Now I’m sitting in an empty house, the lack of furniture and warmth reminds me of my own home in a strange way. I’m praying for the villagers that willingly volunteered to go to my home, but I already know they’re grim fates are sealed. All I can do is pray for now that their pain will end quickly, but knowing them, they’ll try to run or possibly bargain for mercy. I can’t stop crying, even though I’m not responsible for their deaths, I was and still am complicit in the carnage. I was always alone, so when I finally met my beloved I was willing to do anything to keep her happy. I didn’t truly know who she was, but when she gets pregnant, she becomes something much more petrifying. She has been pregnant more times than I can count, but each time brings about another stage in my lifetime where I must help her feed. Her body survives on blood, at first the blood of animals, but that wasn’t enough and then it was whatever human she can get her hands on. Her anger and obsession to feed the abomination growing inside her left me in a state of constant fear. Her body became distorted over time, no longer appearing as the woman I fell for, but a parasite that has infested my home. Her slimy and elongated body now takes up the whole bedroom where she feeds and nourishes the swollen egg sack in her stomach. I’m no longer her beloved, but a servant whose only tasks are to impregnate and provide the food she needs. I’ve been lucky enough in the past as her babies would habitually die within the early months of pregnancy, but she found a way to sustain this pregnancy. And that was feeding on the blood of fetuses and their mothers. I have never seen my beloved this grotesque, I can barely stand to be in that house, but staying is the only way of preventing me from being her next meal. She demands I go and find her what she needs and unfortunately I have. When I do get her a terrified pregnant mother, I would throw her into our bedroom, barricade our bedroom door, and leave the house. Whatever she does when she feeds I never want to hear nor see. I’ve thought about escaping constantly or even admitting what I’ve done to the villagers and begging for their help. But I know she’d find me and I definitely know that even the village couldn’t stop her rampage if we did try to stop her.

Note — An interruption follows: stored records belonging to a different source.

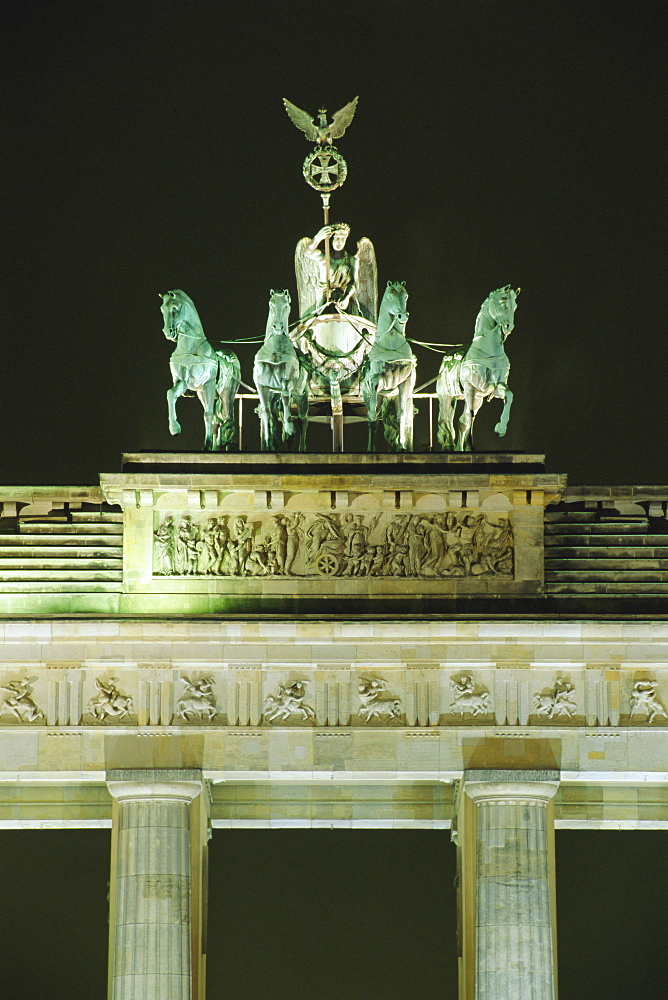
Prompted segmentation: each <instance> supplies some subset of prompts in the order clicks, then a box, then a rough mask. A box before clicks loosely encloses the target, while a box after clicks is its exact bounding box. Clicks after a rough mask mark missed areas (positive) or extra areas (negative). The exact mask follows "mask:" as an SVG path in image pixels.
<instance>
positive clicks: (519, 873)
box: [464, 772, 559, 1000]
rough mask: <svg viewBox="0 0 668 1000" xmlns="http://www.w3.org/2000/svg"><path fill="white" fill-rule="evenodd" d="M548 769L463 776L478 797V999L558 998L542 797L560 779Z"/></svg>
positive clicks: (550, 903) (543, 798)
mask: <svg viewBox="0 0 668 1000" xmlns="http://www.w3.org/2000/svg"><path fill="white" fill-rule="evenodd" d="M483 777H489V778H490V779H494V780H481V779H482V778H483ZM551 777H552V774H550V773H549V772H548V773H541V772H517V773H515V774H514V773H513V772H469V773H468V774H467V776H466V778H465V784H464V790H465V792H466V794H467V795H468V796H469V797H470V798H471V799H473V801H474V803H475V1000H555V997H556V976H555V956H554V948H553V940H554V927H553V907H552V901H551V898H550V873H549V834H551V831H548V819H547V814H548V810H547V805H548V802H549V801H550V799H551V798H552V796H553V795H554V794H555V792H556V790H557V788H558V784H559V783H558V781H557V780H550V778H551ZM541 778H542V779H543V780H541Z"/></svg>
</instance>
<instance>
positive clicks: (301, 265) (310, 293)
mask: <svg viewBox="0 0 668 1000" xmlns="http://www.w3.org/2000/svg"><path fill="white" fill-rule="evenodd" d="M310 244H311V240H310V239H309V237H308V236H304V237H303V238H302V239H301V240H300V241H299V243H298V244H297V248H296V250H295V277H296V278H297V295H298V297H299V318H300V319H304V317H305V316H308V315H309V314H310V313H313V312H315V309H316V306H317V304H318V279H319V271H318V265H317V263H316V261H314V260H312V259H311V258H310V257H307V256H306V248H307V247H308V246H310Z"/></svg>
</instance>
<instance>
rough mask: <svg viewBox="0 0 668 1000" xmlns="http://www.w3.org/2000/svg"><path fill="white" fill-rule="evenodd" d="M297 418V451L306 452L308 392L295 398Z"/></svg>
mask: <svg viewBox="0 0 668 1000" xmlns="http://www.w3.org/2000/svg"><path fill="white" fill-rule="evenodd" d="M297 416H298V417H299V451H301V452H304V451H306V428H307V427H308V390H307V391H306V392H305V393H303V395H301V396H298V397H297Z"/></svg>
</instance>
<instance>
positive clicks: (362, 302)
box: [343, 98, 378, 323]
mask: <svg viewBox="0 0 668 1000" xmlns="http://www.w3.org/2000/svg"><path fill="white" fill-rule="evenodd" d="M356 100H357V98H355V101H356ZM351 103H353V104H354V103H355V102H354V101H353V102H351ZM348 107H350V105H348ZM343 110H344V111H345V108H344V109H343ZM354 110H355V109H354V108H353V112H354ZM351 118H352V115H351ZM357 301H358V302H359V306H360V311H361V313H362V315H363V316H364V318H365V319H368V320H371V322H372V323H375V322H376V321H377V319H378V268H377V265H376V252H375V250H374V248H373V243H372V242H371V240H370V239H368V238H367V237H366V236H363V237H362V239H361V240H360V241H359V243H358V244H357Z"/></svg>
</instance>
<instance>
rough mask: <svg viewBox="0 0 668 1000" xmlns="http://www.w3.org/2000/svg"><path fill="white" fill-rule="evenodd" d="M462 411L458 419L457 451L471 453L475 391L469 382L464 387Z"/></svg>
mask: <svg viewBox="0 0 668 1000" xmlns="http://www.w3.org/2000/svg"><path fill="white" fill-rule="evenodd" d="M463 389H464V410H463V412H462V415H461V417H460V418H459V442H458V443H459V447H458V449H457V450H458V451H473V420H474V417H475V403H476V390H475V387H474V386H472V385H471V383H470V382H465V383H464V386H463Z"/></svg>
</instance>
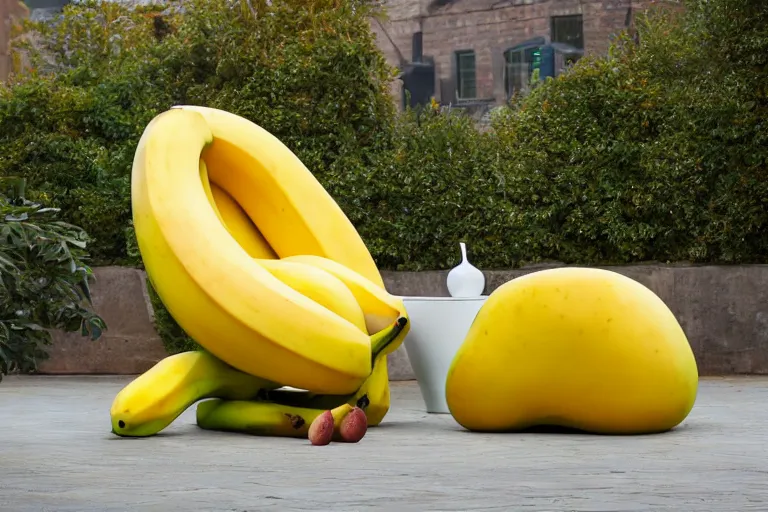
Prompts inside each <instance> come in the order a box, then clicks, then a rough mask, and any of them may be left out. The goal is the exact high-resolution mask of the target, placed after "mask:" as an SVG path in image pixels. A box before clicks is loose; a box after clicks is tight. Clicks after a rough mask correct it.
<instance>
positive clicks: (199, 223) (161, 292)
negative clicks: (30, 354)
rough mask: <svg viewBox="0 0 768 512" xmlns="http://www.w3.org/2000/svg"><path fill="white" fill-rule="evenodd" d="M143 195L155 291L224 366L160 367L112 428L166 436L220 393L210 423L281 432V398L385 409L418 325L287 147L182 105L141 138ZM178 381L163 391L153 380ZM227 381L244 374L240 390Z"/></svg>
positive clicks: (221, 120) (209, 426)
mask: <svg viewBox="0 0 768 512" xmlns="http://www.w3.org/2000/svg"><path fill="white" fill-rule="evenodd" d="M131 195H132V207H133V217H134V227H135V230H136V237H137V240H138V245H139V249H140V251H141V255H142V259H143V261H144V265H145V268H146V271H147V275H148V277H149V279H150V281H151V283H152V285H153V287H154V288H155V290H156V291H157V293H158V295H159V296H160V298H161V299H162V301H163V303H164V304H165V305H166V307H167V308H168V310H169V312H170V313H171V315H172V316H173V317H174V319H175V320H176V321H177V322H178V324H179V325H180V326H181V327H182V328H183V329H184V330H185V331H186V332H187V333H188V334H189V335H190V336H191V337H192V338H194V339H195V340H196V341H197V342H198V343H199V344H200V345H201V346H202V347H204V348H205V350H206V351H207V354H206V356H205V357H208V358H212V359H215V360H218V361H219V362H220V365H218V366H217V364H214V363H211V361H210V360H206V359H201V361H205V362H207V363H210V364H208V366H206V365H205V364H202V363H200V362H199V361H197V360H196V359H195V358H194V357H192V356H189V355H186V356H184V357H180V358H178V360H177V362H176V363H175V364H165V365H163V364H162V362H161V363H159V364H158V366H156V367H155V368H153V369H151V370H150V371H149V372H147V374H149V375H146V374H145V376H142V377H139V378H138V379H136V380H135V381H134V382H132V383H130V384H129V385H128V386H126V388H125V389H124V390H123V391H121V393H120V395H118V397H117V398H116V400H115V403H114V404H113V409H112V421H113V432H115V433H116V434H118V435H124V436H144V435H152V434H154V433H157V432H159V431H160V430H162V429H163V428H165V427H166V426H167V425H168V424H169V423H170V422H171V421H173V419H174V418H175V417H177V416H178V415H179V414H180V413H181V412H183V410H185V409H186V408H187V407H189V406H190V405H191V404H192V403H194V402H196V401H198V400H201V399H203V398H217V399H219V401H220V402H221V403H220V404H219V405H214V404H212V403H208V402H205V403H203V404H200V406H199V407H203V409H199V414H198V420H199V424H200V426H201V427H203V428H216V429H220V428H222V429H229V430H238V429H239V428H238V425H244V424H247V425H249V429H248V431H250V432H260V431H266V430H269V428H271V427H270V425H269V421H271V420H269V418H275V417H278V416H279V415H278V416H274V414H273V413H274V410H272V409H271V408H280V407H283V408H284V407H299V408H304V409H311V410H318V411H319V412H318V414H320V413H322V411H323V410H330V409H333V410H334V411H337V412H338V411H343V410H347V409H345V408H344V407H342V408H341V409H339V407H341V406H342V405H344V404H347V405H348V406H352V405H358V406H360V407H361V408H363V409H364V410H365V411H366V415H367V416H368V422H369V424H370V425H375V424H378V423H379V422H380V421H381V420H382V419H383V417H384V415H385V414H386V412H387V410H388V409H389V382H388V377H387V361H386V356H387V354H389V353H391V352H392V351H393V350H395V349H396V348H397V347H398V346H399V345H400V344H401V343H402V341H403V339H404V337H405V335H406V334H407V332H408V329H409V325H408V321H407V315H406V311H405V308H404V306H403V303H402V301H401V300H399V299H398V298H396V297H393V296H392V295H390V294H389V293H387V291H386V290H385V289H384V285H383V281H382V279H381V275H380V274H379V271H378V269H377V268H376V265H375V263H374V261H373V258H372V257H371V255H370V253H369V252H368V250H367V248H366V246H365V244H364V243H363V241H362V239H361V238H360V236H359V235H358V233H357V232H356V230H355V229H354V226H353V225H352V224H351V222H350V221H349V219H348V218H347V217H346V216H345V215H344V213H343V211H342V210H341V209H340V208H339V206H338V205H337V204H336V202H335V201H334V200H333V199H332V198H331V196H330V195H329V194H328V193H327V192H326V191H325V189H323V187H322V185H321V184H320V183H319V182H318V181H317V180H316V179H315V177H314V176H313V175H312V174H311V172H310V171H309V170H308V169H307V168H306V167H305V166H304V165H303V164H302V163H301V161H300V160H299V159H298V158H297V157H296V155H294V154H293V153H292V152H291V151H290V150H289V149H288V148H287V147H286V146H285V145H283V144H282V143H281V142H280V141H279V140H278V139H277V138H275V137H274V136H273V135H271V134H270V133H269V132H267V131H266V130H264V129H262V128H261V127H259V126H258V125H256V124H254V123H252V122H250V121H248V120H246V119H244V118H242V117H239V116H237V115H234V114H231V113H228V112H225V111H222V110H217V109H211V108H206V107H195V106H181V107H174V108H173V109H171V110H169V111H166V112H164V113H162V114H160V115H158V116H157V117H155V118H154V119H153V120H152V121H151V122H150V123H149V124H148V125H147V127H146V129H145V131H144V133H143V135H142V137H141V140H140V141H139V144H138V147H137V149H136V154H135V157H134V163H133V172H132V181H131ZM197 357H198V358H203V356H197ZM196 361H197V362H196ZM184 362H188V364H187V365H186V366H185V363H184ZM208 367H210V368H211V370H210V372H208V373H206V368H208ZM223 367H226V368H227V371H223V370H222V368H223ZM165 373H167V376H166V375H165ZM180 375H181V376H180ZM225 377H226V378H225ZM164 379H165V380H167V382H166V383H165V384H158V385H157V386H156V388H157V390H158V391H157V392H153V391H151V390H152V388H153V386H150V385H149V384H148V383H152V382H155V381H163V380H164ZM222 379H223V381H222V382H219V381H220V380H222ZM227 379H229V381H231V380H232V379H235V380H238V379H239V381H242V382H243V383H245V384H243V387H242V389H233V388H232V387H231V386H228V385H227V382H229V381H227ZM225 381H226V382H225ZM187 385H188V386H194V387H195V389H193V390H184V389H183V388H184V386H187ZM254 386H257V387H259V389H258V390H257V391H256V392H254V389H253V387H254ZM283 386H290V387H292V388H299V389H300V390H304V391H295V390H294V391H288V390H282V389H277V388H281V387H283ZM163 390H166V391H163ZM230 401H232V402H231V403H229V402H230ZM217 403H219V402H217ZM248 404H251V405H248ZM253 404H258V406H254V405H253ZM224 405H225V406H226V407H224ZM348 408H349V407H348ZM127 411H128V412H127ZM136 411H141V413H140V414H139V413H137V412H136ZM200 411H202V412H204V413H205V414H202V413H201V412H200ZM217 411H222V412H217ZM249 411H258V414H257V415H256V417H251V416H253V414H252V413H251V412H249ZM305 415H307V414H305ZM308 416H311V415H308ZM260 418H263V421H265V422H266V423H265V424H264V425H262V426H263V427H264V428H263V429H260V428H259V421H260ZM234 420H237V421H234ZM121 422H122V423H121ZM121 425H124V426H123V427H121ZM277 432H280V430H279V429H278V430H277ZM301 432H303V430H302V431H301ZM292 433H293V434H295V432H292Z"/></svg>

I loved her, but she’s not who I thought she was. She’s something not of this existence, even now I hesitate calling her a human being. I’m curled up into a ball as moonlight spills from the cracks of this pitch black house, I know those villagers won’t be coming back and my beloved must’ve realized by now that I’m not coming home. This will anger her and she will come for me and anyone who stands in her way. Soon, she’ll make her way to the village and every man, woman, and child won’t be spared. She will be angry. She will be hungry. The villagers are afraid of me, they think I’m a monster. I know it isn’t true, I just wish I told them. Now they’re going to die and it’s all my fault. Please God, someone help me.